South Africa, home to the world's largest population of people living with HIV, said Thursday it had secured a deal to buy a key anti-retroviral (ARV) drug at the lowest price ever.
The country is the world's largest consumer of the life-saving drugs, at 21 percent of the world market.
Health Minister Aaron Motsoaledi announced the country had used this massive market share to negotiate a record-low price on a three-in-one, fixed-dose combination drug.
The once-a-day tablet will cost patients 89.37 rand a month ($10, eight euros), the minister said.
"This is now the world's lowest price for this product," he said.
"In pursuit of affordability and using innovative methods we have been able to (achieve) a massive saving."

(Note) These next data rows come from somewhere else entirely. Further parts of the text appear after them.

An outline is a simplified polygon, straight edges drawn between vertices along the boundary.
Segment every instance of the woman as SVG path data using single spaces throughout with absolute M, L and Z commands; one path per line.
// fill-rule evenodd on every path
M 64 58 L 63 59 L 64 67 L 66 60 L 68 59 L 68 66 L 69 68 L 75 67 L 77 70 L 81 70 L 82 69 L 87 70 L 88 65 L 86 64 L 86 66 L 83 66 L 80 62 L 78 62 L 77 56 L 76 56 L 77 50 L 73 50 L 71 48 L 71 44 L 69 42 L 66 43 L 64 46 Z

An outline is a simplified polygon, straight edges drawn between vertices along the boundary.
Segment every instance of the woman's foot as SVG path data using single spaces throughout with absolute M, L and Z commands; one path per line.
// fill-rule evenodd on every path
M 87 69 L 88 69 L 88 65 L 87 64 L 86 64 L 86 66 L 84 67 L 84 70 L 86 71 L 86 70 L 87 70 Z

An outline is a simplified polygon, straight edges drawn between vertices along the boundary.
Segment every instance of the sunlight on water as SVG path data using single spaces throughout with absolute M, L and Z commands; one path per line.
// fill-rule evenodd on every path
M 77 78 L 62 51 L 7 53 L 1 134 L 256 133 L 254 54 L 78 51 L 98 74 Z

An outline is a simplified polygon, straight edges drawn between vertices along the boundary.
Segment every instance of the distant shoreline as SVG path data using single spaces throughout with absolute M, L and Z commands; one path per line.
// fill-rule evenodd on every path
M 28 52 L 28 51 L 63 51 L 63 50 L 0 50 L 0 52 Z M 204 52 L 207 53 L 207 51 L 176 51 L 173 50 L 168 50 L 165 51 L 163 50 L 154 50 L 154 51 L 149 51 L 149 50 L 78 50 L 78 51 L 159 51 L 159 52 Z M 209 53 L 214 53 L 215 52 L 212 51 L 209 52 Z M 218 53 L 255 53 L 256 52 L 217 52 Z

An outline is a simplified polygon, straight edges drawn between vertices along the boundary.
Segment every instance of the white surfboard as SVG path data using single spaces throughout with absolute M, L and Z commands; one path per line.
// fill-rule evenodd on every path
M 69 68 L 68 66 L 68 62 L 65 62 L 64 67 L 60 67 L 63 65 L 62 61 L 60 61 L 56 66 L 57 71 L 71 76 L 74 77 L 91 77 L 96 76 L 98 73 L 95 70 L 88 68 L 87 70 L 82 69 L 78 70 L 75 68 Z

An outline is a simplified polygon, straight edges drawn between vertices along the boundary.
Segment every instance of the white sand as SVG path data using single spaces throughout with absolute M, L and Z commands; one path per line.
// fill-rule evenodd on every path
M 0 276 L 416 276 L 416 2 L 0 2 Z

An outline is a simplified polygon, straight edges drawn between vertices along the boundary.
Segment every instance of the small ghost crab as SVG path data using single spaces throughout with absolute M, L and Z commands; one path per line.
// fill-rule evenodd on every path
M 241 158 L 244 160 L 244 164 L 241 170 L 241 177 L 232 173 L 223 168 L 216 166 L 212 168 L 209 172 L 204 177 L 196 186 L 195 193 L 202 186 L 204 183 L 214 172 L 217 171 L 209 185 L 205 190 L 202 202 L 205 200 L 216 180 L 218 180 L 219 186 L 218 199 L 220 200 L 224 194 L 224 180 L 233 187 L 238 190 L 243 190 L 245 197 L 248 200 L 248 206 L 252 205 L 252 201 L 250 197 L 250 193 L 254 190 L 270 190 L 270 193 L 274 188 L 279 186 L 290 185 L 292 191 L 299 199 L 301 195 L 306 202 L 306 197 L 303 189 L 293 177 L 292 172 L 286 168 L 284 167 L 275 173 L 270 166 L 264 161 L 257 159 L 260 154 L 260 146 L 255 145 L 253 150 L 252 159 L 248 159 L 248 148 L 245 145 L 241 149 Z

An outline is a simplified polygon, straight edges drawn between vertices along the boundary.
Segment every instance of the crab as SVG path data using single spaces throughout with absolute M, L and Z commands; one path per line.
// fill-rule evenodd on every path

Motsoaledi said the government had awarded a two-year, 5.9-billion-rand ($671-million, 517-million-euro) tender to three pharmaceutical companies for the drug, down from an original cost of 8.1 billion rand.
Aspen Pharmacare, Cipla Medpro and Mylan pharmaceuticals are the three companies that won the tender.
The government plans to expand the treatment to reach 2.5 million people in the next two years. Patients have been taking three pills a day, but the new regimen reduces them to one and the combination has fewer side effects.
South Africa once refused to roll out ARVs under former president Thabo Mbeki, whom activists have condemned as an "AIDS denialist". But the country now has the largest anti-retroviral (ARV) programme in the world, serving 1.7 million of its 5.6 million HIV-positive people.
Demographers reported recently that life expectancy in South Africa had shot up by six years to 60 over the past few years thanks to ARV treatment.
The country has one of the world's highest HIV infection rates, at 17.8 percent of 15- to 49-year-olds.
Doctors Without Borders (MSF) praised the deal, saying the government had used its negotiating power to buy the fixed-dose combinations at "extremely competitive prices".
Patients "now finally have access to simpler and improved treatment options—which significantly cuts down their daily pill burden from three to five pills down to just one," said Gilles Van Cutsem, the aid group's medical coordinator in South Africa.